Current and former military personnel, and their families, form a distinct cultural community shaped by the shared values, demands, and challenges of service life. Civilian professionals - including healthcare providers, educators, employers, and government staff - increasingly recognise the importance of military cultural competency: the ability to understand, engage with, and effectively support military-connected individuals. Yet few validated tools exist to measure this competency, and most are restricted to healthcare or designed for the American context. This study addresses the gap by developing and validating the Military Informed Cultural Competency (MICC) Scale, a cross-sector tool for use across the Five Eyes nations: Australia, New Zealand, Canada, the United Kingdom, and the United States.
Methods:
The research followed three stages:
(1) development of initial items from literature and competency domains;
(2) refinement through a three-round Delphi survey with 25 international experts to achieve consensus and establish content validity; and
(3) psychometric testing with over 1,700 civilian participants across five countries, recruited via Prolific (aged 18+, English-speaking, no military background).
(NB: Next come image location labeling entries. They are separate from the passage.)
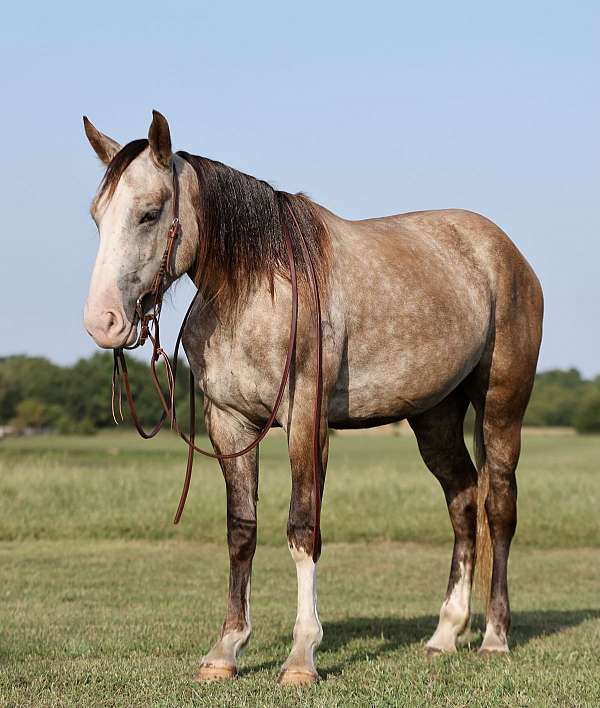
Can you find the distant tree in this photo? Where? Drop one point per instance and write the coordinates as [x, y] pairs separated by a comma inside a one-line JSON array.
[[555, 398], [587, 418]]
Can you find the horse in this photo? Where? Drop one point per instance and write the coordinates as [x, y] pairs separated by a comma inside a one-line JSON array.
[[423, 313]]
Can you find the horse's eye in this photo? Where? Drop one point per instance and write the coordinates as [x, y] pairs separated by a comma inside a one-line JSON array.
[[150, 216]]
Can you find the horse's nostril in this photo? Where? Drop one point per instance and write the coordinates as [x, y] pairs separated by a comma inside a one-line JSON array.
[[113, 322]]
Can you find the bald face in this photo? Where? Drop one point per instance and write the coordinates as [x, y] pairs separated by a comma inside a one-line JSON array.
[[133, 224]]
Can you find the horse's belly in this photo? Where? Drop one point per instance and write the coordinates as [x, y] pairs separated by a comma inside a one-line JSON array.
[[405, 377]]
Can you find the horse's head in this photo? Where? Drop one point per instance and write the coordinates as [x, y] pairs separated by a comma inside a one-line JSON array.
[[133, 211]]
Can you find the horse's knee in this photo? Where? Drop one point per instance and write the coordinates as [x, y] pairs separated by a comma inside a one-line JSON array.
[[300, 539], [241, 538]]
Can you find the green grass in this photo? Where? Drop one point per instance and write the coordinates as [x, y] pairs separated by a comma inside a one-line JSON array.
[[116, 485], [105, 603]]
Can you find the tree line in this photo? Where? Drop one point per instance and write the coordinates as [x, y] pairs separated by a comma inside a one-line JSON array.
[[37, 394]]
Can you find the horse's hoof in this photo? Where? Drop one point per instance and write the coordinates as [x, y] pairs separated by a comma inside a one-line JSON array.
[[433, 652], [484, 653], [215, 673], [291, 677]]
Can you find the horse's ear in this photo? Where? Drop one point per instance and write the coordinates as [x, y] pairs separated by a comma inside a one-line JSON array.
[[159, 137], [106, 148]]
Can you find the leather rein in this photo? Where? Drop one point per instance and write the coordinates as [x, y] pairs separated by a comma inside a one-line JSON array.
[[150, 329]]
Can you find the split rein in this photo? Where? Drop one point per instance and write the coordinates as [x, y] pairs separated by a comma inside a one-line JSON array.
[[149, 329]]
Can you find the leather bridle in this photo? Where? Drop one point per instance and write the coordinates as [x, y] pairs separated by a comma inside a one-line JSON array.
[[149, 329]]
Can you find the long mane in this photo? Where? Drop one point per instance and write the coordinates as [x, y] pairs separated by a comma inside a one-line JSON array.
[[240, 225]]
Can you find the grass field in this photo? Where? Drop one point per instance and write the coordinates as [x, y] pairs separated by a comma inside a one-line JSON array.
[[105, 603]]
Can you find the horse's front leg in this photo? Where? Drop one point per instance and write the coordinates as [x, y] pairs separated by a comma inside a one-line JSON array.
[[241, 479], [299, 667]]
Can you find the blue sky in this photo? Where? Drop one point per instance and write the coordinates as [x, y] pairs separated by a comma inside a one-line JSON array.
[[371, 108]]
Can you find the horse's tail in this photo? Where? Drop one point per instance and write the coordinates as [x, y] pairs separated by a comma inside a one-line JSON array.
[[483, 543]]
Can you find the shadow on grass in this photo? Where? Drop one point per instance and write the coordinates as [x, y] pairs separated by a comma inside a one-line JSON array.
[[393, 633]]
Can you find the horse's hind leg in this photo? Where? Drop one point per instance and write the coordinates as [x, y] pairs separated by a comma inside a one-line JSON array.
[[241, 480], [499, 389], [440, 437], [299, 667]]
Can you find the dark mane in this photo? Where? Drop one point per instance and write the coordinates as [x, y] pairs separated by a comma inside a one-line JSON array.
[[240, 222], [240, 226]]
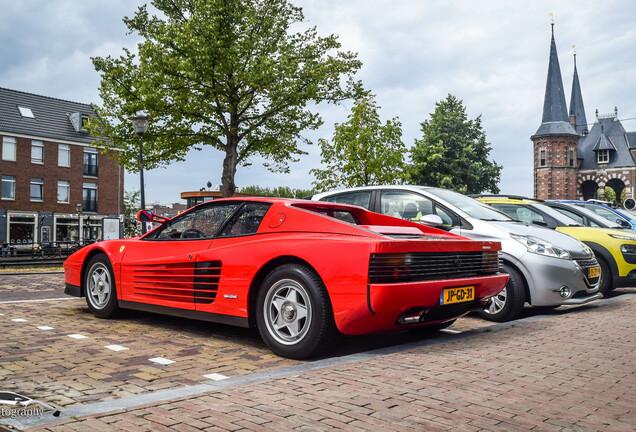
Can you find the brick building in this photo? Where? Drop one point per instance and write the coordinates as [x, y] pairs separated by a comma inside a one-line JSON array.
[[55, 186], [572, 160]]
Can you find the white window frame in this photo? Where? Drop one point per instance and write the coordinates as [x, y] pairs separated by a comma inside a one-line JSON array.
[[63, 148], [38, 182], [37, 144], [67, 185], [7, 143], [9, 179]]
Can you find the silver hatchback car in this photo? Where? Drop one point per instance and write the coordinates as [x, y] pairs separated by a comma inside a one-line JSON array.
[[546, 268]]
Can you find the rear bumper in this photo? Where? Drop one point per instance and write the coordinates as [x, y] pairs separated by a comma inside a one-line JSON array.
[[386, 303]]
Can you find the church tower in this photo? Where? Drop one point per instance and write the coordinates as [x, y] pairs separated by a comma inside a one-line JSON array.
[[555, 142]]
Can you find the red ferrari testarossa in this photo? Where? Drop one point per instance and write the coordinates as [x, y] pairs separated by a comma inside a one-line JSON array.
[[298, 270]]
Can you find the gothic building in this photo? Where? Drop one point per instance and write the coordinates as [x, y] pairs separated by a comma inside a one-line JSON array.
[[572, 160]]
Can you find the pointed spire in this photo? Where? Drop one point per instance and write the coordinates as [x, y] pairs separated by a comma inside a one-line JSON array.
[[576, 102], [555, 114]]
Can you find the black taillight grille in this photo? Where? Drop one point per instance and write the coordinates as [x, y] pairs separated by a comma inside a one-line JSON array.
[[423, 266]]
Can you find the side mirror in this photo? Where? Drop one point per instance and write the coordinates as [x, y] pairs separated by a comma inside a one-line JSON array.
[[539, 223], [432, 220], [148, 216]]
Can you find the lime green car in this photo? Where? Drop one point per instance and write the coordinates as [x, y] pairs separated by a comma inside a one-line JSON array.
[[615, 249]]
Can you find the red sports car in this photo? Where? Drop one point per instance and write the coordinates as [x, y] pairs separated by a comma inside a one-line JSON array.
[[298, 270]]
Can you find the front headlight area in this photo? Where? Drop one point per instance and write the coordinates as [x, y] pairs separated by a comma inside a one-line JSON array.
[[541, 247]]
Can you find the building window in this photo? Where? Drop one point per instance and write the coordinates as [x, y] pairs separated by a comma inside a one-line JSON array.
[[36, 189], [8, 148], [90, 162], [603, 156], [66, 229], [63, 155], [63, 188], [37, 152], [26, 112], [8, 187], [89, 197]]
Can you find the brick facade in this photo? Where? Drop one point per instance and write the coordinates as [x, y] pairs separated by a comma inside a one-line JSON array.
[[109, 180], [556, 178]]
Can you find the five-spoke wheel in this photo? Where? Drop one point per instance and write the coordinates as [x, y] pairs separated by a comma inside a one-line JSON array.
[[294, 312], [99, 287]]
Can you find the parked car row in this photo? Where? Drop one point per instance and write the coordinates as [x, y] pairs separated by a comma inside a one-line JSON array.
[[565, 265]]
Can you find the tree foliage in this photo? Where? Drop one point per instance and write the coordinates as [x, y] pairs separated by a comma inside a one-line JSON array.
[[229, 74], [363, 151], [453, 152], [280, 191]]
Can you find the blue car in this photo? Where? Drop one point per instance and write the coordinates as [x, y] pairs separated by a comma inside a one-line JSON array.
[[620, 216]]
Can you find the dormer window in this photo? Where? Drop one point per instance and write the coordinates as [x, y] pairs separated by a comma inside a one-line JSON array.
[[26, 112]]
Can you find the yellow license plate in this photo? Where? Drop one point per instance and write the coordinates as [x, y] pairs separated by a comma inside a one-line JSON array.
[[457, 295], [594, 271]]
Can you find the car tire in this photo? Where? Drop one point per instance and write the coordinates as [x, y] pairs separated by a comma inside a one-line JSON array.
[[605, 285], [294, 313], [508, 304], [100, 288]]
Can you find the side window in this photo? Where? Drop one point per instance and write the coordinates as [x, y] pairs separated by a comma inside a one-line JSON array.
[[246, 221], [405, 205], [359, 198], [202, 222]]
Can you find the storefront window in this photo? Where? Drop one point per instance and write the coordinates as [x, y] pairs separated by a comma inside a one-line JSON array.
[[92, 230], [21, 229], [66, 229]]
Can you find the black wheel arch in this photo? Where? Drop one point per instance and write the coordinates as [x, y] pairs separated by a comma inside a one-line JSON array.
[[601, 251], [526, 288], [262, 273]]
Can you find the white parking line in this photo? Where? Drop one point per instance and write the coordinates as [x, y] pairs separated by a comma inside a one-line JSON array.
[[38, 300], [161, 360], [116, 347], [215, 377]]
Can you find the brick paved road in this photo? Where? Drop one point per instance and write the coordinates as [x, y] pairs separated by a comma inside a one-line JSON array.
[[566, 371]]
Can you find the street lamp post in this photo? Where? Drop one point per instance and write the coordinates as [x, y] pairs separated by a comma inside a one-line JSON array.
[[140, 124]]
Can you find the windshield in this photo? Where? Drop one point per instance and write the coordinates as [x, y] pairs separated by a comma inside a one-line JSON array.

Psychometric analyses included internal consistency, inter-rater reliability, validity testing (content, face, convergent, construct, concurrent, and discriminant), and exploratory factor analysis, conducted overall and stratified by country.
Results:
Findings will present the final MICC Scale, which demonstrates strong internal consistency, stable factor structure, and psychometric validity across all nations. This presentation will include implementation recommendations and benchmarking guidance for civilian professionals.
Conclusion:
The MICC Scale represents the first validated, internationally applicable tool for measuring military cultural competency across professional sectors. It offers governments, service providers, educators, and NGOs a standardised means to assess and strengthen culturally informed practice, supporting tailored training, workforce development, and cross-national collaboration to improve outcomes for military-connected communities.
Biography
Dr Henry Bowen is Research and Training Lead at Military and Emergency Services Health Australia (MESHA) and Senior Research Fellow at Flinders University. Their research explores how service culture shapes wellbeing, with a particular focus on suicide postvention in military and first responder communities. Henry works closely with stakeholders, lived experience groups, and government to identify unmet needs, co-design tailored responses, and translate evidence into practice. Their projects span Australia and other 5EYES nations, advancing culturally appropriate approaches that strengthen support for personnel, families, and organisations during some of their most challenging times.